Kramp-Karrenbauers Syrien-Plan: Hälfte der Deutschen gegen möglichen Bundeswehr-Einsatz

Die Idee einer Schutzzone in Nordsyrien polarisiert die Bundesbürger. Kritisiert wird die CDU-Chefin dafür deutlich von Parteifreund Armin Laschet.

Knapp die Hälfte der Deutschen würde es ablehnen, dass sich die Bundeswehr an einer möglichen internationalen Sicherheitszone in Syrien beteiligt. ab. In einer Online-Umfrage des Meinungsforschungsinstituts Civey für die "Augsburger Allgemeine" erklärten 49 Prozent der Befragten, sie seien gegen eine deutsche militärische Beteiligung. 40 Prozent befürworteten einen Bundeswehr-Einsatz.

Kritik auch von CDU-Vize Laschet an Kramp-Karrenbauer

43 Prozent der Befragten begrüßten aber grundsätzlich den Vorstoß von Verteidigungsministerin Annegret Kramp-Karrenbauer (CDU), die nach der Militäroffensive der Türkei gegen die Kurden in Nordsyrien eine "international kontrollierte Sicherheitszone" in dem Gebiet vorgeschlagen hatte. 37 Prozent der Befragten bewerteten ihren Vorschlag dagegen negativ. Der Rest zeigte sich unentschieden.

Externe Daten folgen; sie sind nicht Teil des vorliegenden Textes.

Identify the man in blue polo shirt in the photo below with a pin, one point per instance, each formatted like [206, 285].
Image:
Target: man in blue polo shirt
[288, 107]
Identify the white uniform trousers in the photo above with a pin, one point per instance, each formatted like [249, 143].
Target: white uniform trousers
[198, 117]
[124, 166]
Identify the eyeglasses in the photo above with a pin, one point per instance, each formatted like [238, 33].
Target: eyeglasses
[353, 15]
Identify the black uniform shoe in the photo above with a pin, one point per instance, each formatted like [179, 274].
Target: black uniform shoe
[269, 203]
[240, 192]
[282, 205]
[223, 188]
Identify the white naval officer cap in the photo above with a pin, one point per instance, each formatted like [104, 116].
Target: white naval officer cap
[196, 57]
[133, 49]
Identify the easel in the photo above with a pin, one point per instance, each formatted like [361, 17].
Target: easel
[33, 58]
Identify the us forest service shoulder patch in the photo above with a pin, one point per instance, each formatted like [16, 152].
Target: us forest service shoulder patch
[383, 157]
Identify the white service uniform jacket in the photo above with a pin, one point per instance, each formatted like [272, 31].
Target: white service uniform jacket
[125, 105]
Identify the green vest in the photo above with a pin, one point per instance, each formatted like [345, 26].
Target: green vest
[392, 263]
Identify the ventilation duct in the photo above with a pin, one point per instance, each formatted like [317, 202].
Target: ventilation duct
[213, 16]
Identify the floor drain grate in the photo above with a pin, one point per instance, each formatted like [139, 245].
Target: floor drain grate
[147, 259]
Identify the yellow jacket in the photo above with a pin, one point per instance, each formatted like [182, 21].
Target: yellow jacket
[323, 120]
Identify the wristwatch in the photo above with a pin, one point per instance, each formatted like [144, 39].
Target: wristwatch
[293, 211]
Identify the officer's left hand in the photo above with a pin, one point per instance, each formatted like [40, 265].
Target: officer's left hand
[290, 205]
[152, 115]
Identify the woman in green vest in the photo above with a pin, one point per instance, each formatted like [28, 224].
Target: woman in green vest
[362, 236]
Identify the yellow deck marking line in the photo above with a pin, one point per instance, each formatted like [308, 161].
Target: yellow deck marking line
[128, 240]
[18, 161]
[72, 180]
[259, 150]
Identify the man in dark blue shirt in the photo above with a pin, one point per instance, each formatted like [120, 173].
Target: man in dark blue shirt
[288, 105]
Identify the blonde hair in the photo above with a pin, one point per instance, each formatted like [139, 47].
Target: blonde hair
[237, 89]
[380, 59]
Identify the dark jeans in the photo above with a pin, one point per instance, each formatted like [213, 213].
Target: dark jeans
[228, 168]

Civey befragte von Mittwoch bis Freitag online gut 5000 Bundesbürger. Erst am Freitag wurden allerdings Details zu den Planungen des Verteidigungsministeriums für einen möglichen Einsatz deutscher Soldaten bekannt. Einem "Spiegel"-Bericht zufolge könnte Deutschland für eine internationale Schutztruppe 2500 Soldaten stellen. Die Bundeswehr könnte dem Bericht zufolge in einem Sektor einer möglichen Schutzzone mit drei robusten Kampfbataillonen die Führung der Truppe übernehmen.

Zudem gehen die Planer im Verteidigungsministerium darauf aus, dass die Bundeswehr ein "komplettes Paket" bereitstellen würde, das Aufklärer, Spezialeinheiten, Radpanzer, schwere Bewaffnung, Panzerhaubitzen, Pioniere und Minenräumer beinhalten würde. Auch Luftunterstützung im Rahmen von Aufklärung mit Tornado-Kampfflugzeugen aber auch eine bewaffnete Komponente mit Eurofightern sei angedacht.

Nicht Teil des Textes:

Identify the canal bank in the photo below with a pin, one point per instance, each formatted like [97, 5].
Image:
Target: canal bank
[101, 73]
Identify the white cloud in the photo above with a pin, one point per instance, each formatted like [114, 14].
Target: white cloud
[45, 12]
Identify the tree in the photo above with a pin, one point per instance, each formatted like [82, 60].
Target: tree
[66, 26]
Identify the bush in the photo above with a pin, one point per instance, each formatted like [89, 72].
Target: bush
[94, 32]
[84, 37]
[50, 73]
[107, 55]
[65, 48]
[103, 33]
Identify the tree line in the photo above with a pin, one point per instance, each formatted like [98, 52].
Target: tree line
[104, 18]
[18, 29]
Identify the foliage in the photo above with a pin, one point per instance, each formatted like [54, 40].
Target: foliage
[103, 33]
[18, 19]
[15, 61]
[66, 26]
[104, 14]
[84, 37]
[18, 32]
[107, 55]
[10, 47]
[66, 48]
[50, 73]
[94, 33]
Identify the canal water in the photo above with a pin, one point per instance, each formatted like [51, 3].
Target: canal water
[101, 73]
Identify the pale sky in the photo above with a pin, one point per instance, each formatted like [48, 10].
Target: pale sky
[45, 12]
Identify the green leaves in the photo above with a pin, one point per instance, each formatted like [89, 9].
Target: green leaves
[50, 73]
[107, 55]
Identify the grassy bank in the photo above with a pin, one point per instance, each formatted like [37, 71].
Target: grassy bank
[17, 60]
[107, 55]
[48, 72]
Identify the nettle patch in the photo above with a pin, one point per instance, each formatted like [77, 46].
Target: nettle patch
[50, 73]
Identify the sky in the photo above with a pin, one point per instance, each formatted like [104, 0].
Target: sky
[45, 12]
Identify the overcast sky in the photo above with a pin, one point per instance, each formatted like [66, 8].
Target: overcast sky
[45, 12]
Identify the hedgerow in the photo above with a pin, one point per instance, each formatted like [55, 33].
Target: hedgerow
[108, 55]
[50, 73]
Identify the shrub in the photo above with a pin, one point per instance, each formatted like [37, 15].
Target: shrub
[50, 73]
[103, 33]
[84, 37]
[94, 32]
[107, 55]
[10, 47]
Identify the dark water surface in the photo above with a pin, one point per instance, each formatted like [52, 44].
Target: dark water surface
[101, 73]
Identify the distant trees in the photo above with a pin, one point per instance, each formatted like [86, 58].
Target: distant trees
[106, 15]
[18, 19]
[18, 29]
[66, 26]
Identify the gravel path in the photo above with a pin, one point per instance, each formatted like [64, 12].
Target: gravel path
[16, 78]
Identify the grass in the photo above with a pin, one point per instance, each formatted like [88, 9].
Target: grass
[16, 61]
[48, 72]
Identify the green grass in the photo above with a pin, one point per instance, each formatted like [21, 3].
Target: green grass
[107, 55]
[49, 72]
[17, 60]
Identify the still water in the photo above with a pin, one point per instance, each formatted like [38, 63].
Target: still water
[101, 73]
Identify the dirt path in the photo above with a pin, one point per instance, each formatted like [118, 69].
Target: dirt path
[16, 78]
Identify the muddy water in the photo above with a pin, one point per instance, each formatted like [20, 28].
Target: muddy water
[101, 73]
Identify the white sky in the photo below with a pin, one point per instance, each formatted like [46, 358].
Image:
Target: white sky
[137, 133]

Offiziell bestätigt ist dieses Szenario nicht. Unklar ist aber eben auch, ob sich diese Details auf die Umfrageergebnisse ausgewirkt hätten. Das Institut wertet für seine Umfragen nach eigenen Angaben die Stimmen registrierter Internetnutzer aus, die Daten wie Alter, Wohnort und Geschlecht angegeben haben. Die Fehlerquote wurde bei beiden Fragen mit 2,5 Prozent angegeben.

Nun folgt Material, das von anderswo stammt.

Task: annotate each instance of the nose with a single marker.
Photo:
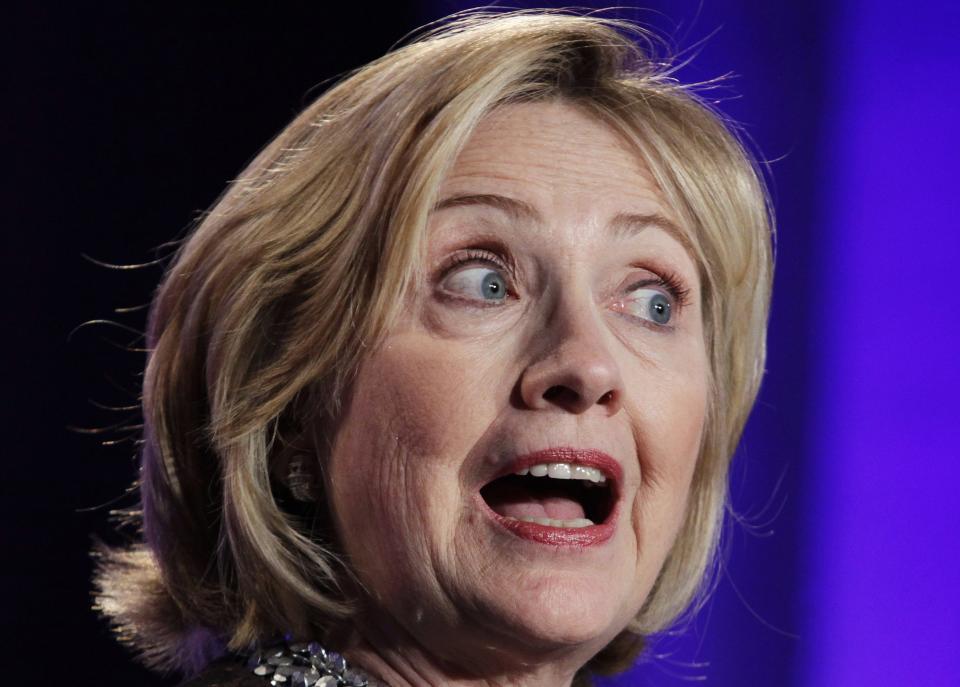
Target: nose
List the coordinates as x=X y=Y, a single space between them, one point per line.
x=576 y=370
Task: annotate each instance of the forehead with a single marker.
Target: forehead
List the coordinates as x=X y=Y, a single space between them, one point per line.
x=551 y=143
x=557 y=158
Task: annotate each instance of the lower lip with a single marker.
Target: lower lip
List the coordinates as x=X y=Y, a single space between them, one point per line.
x=592 y=535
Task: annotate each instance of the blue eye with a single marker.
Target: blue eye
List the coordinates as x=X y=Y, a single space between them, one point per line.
x=650 y=304
x=482 y=283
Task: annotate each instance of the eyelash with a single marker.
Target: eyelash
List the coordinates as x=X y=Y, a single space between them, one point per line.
x=669 y=282
x=666 y=279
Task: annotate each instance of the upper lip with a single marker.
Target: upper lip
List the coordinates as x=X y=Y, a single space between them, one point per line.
x=589 y=457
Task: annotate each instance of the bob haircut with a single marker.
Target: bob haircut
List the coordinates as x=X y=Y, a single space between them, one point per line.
x=302 y=265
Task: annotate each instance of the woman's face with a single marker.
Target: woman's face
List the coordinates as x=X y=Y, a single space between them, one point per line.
x=557 y=329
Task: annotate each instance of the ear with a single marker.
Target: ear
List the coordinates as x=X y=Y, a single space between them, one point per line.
x=296 y=466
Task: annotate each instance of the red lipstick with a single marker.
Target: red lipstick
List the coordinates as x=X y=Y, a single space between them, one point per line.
x=590 y=535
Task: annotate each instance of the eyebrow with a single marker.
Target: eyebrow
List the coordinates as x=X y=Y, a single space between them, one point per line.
x=624 y=224
x=516 y=209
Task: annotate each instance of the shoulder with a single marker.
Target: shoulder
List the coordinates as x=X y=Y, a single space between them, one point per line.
x=226 y=672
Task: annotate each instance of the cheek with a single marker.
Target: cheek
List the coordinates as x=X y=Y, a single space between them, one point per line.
x=416 y=409
x=671 y=413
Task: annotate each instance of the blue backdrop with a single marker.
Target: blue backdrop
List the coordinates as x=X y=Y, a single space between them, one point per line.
x=841 y=556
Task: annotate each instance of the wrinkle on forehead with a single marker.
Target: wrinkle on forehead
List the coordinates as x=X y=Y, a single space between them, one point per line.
x=536 y=155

Außenminister Maas will dauerhafte Waffenruhe erreichen

Der Vorschlag der Verteidigungsministerin stößt nicht nur beim Koalitionspartner SPD, sondern auch in den eigenen Reihen auf deutlichen Widerstand. Der CDU-Vizevorsitzende Armin Laschet sagte der "Augsburger Allgemeinen": "Ich glaube, so etwas kann man besser abstimmen in einer Koalition." Auf die Frage, ob es ein Fehler seiner Parteichefin gewesen sei, den Partner SPD nicht besser einzubinden, fügte der Ministerpräsident von Nordrhein-Westfalen hinzu: "Es ist dadurch jedenfalls nicht leichter geworden."

Überhaupt sei vieles noch im Ungefähren, sagte Laschet, der als Chef des größten CDU-Landesverbands in der Frage der Kanzlerkandidatur als potenzieller Konkurrent von Kramp-Karrenbauer gilt. "Was meint sie? Meint sie eine UN-Blauhelmmission? Meint sie einen Kampfeinsatz? Da sind viele Fragen offen."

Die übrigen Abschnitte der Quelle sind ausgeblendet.